Summerset House on the gulf was low and lean, architecturally fashioned like a glass sandwich between thin roof and foundation. She recognized the style by now as exaggeratedly Scandinavian.
Apart from a few walls and a white brick fireplace, you could see right through most of the house on the ground floor. The angle didn’t reveal whether the same was true on the small second floor, sitting like a pillbox atop the house, with its own rooftop garden.
It was surrounded by a sort of patio made of smoothed river stones. The well-tended look to the house and grounds whispered discreet wealth.
She’d been kind of hoping for a cute little A-frame lodge. She’d seen a few along the coast that looked cozy, the perfect place to return to after enjoying a day in the gloriously invigorating summer sun of the far north. This house looked more like it was waiting for the photographer from Architectural Digest—yes, she’d glanced through old copies a few times in her travels, though the super-glossy pages made for unsanitary wiping.
Of course, she didn’t know what she’d get with Von Krebs.
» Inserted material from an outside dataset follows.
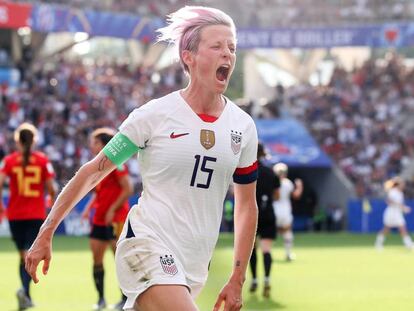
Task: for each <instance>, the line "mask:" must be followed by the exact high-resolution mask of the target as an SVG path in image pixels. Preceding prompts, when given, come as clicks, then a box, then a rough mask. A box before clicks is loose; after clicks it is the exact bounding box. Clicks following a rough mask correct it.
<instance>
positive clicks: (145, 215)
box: [120, 91, 258, 282]
mask: <svg viewBox="0 0 414 311" xmlns="http://www.w3.org/2000/svg"><path fill="white" fill-rule="evenodd" d="M120 132H121V133H122V134H123V135H125V136H127V137H128V138H129V139H130V140H131V141H132V142H133V143H134V144H136V145H137V146H138V147H140V148H142V150H140V152H139V155H138V160H139V164H140V169H141V174H142V180H143V186H144V190H143V193H142V196H141V198H140V199H139V203H138V206H135V207H134V208H133V209H132V210H131V212H130V217H129V219H130V220H131V226H132V229H133V231H135V232H136V231H139V232H142V230H141V229H142V228H145V230H144V231H145V232H146V233H148V234H149V235H153V236H156V237H157V238H159V239H161V240H162V241H163V242H164V243H165V244H166V245H167V246H168V247H169V248H171V250H172V251H173V252H174V253H175V254H176V256H177V257H178V259H179V260H180V262H181V263H182V264H183V266H184V269H185V271H186V277H187V278H189V279H190V280H192V281H196V282H205V280H206V277H207V270H208V264H209V261H210V259H211V256H212V252H213V249H214V246H215V244H216V242H217V238H218V234H219V227H220V223H221V217H222V209H223V201H224V198H225V195H226V192H227V189H228V186H229V184H230V182H231V180H232V178H233V179H234V181H235V182H237V183H250V182H253V181H254V180H255V179H256V176H257V162H256V159H257V143H258V141H257V132H256V127H255V124H254V122H253V120H252V119H251V117H250V116H249V115H248V114H246V113H245V112H244V111H242V110H241V109H240V108H239V107H237V106H236V105H235V104H234V103H233V102H231V101H229V100H227V104H226V106H225V108H224V110H223V112H222V114H221V116H220V117H219V118H218V119H217V120H216V121H214V122H204V121H203V120H202V119H201V118H200V117H199V116H198V115H197V114H196V113H195V112H194V111H193V110H192V109H191V108H190V106H189V105H188V104H187V103H186V102H185V101H184V99H183V98H182V96H181V94H180V92H179V91H177V92H173V93H171V94H169V95H167V96H165V97H162V98H160V99H156V100H152V101H150V102H149V103H147V104H146V105H144V106H142V107H140V108H138V109H136V110H134V111H133V112H132V113H131V114H130V115H129V117H128V118H127V119H126V120H125V121H124V122H123V124H122V125H121V126H120Z"/></svg>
There was a kind of phoniness about him. He put on lordly airs, as if he were a colossus astride the world, when he actually was just a good Baltic sailor who knew a lot of people on the various old Hanseatic coasts. She’d been half expecting a shack with old bedding stuffed in the holes to keep out the wind, half expecting a towering manor house made of dark volcanic rock. Either seemed to be possible with him.
Instead, the clean-lined, sprawling little house exhibited a refined sensibility. There wouldn’t be any silly little brightly colored gnome or troll statues of the style she’d seen decorating the doorsteps and lawns of the ordinary people of this part of the coast. Which was too bad; she’d have been much more at home with those sorts of people.